5 Things

5 things we learned at the 33rd Annual AHA National Homebrewers Conference

Thanks to President Jimmy Carter homebrewing was made legal in the U.S. in 1979 (but in 2011 it’s illegal in only Alabama and Mississippi). The American Homebrewers Association was formed by Charlie Papazian in 1978. As of 2009, there are over 750,000 homebrewers, 300 homebrew competitions and over 800 homebrew clubs in the U.S. We attended the 33rd Annual AHA National Homebrewers Conference in San Diego last weekend — here is what we learned about these passionate hobbyists.

AHA National Homebrewers Conference

WebsiteTwitterFacebook

5. Homebrewers love Russian River Brewing Company’s Vinnie Cilurzo

About 1,000 people gathered for a keynote with Russian River Brewing Company founder Vinnie Cilurzo. He spoke about the history of Sonoma County’s Russian River Brewing Company. Vinnie started homebrewing as a hobby and eventually became a professional. He has created sought-out beers like Pliny the Elder, Supplication and Consecration. What we didn’t know is that Russian River Brewing Company was once owned by Korbel Champagne, eventually Korbel wanted to get out of the beer business and figured out a way to sell the name to Vinnie.

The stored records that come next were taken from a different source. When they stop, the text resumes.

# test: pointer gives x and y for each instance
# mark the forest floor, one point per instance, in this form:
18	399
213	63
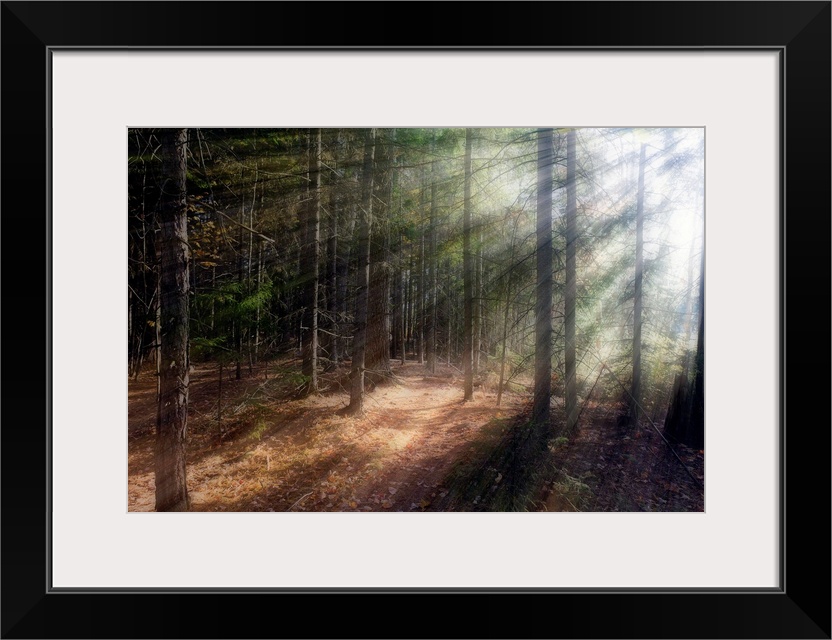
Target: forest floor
413	447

4. Food and craft beer pairing is like science

The “Homebrew Chef” Sean Paxton has been cooking with the idea of food and beer pairing for a while now. We attended the Grand Banquet where chef Paxton teamed up with Oregon based brewery Rogue Ales to create a mole sauce with a chocolate stout, rice infused with bock and flan infused with hops.

3. Making your own beer at home ain’t easy

Barley, yeast, hops and water — using these ingredients isn’t for the lazy. There are over 40 different variations of hops grown in the U.S. and each has a unique character and flavor. There is even an organization just for the avocation of U.S. hops. Imagine having to put together all these ingredients to create the most drinkable homebrew — this hobby takes dedication, education and a bit of cash.

2. Homebrewers might eventually become professional brewers

We attended Pro-Night, where professional brewers showed off their beers to the attendees. We spoke to Widmer Brothers Brewery co-founder Rob Widmer about how he transitioned from homebrewer to professional. He explained, “My brother and I picked up the hobby around 1980. We were interested in starting a brewery shortly after. There was a brewery up in Portland that we went to see. We were both anticipating this sophisticated brewing equipment but what we saw was a guy doing exactly what we were doing at home, just using bigger pots and pans. At that point we were both thinking we can do this.” It’s a hobby for many but for some the ultimate dream is to own their own professional craft brewery or work in the brewing industry.

1. Homebrew brings people together

How would you know if your homebrew taste decent? You’ll have to find a friend to critique it for you. Over 40 home brewing clubs across the country came to San Diego just to show off their brews to over 1,800 people. Now, that’s a party!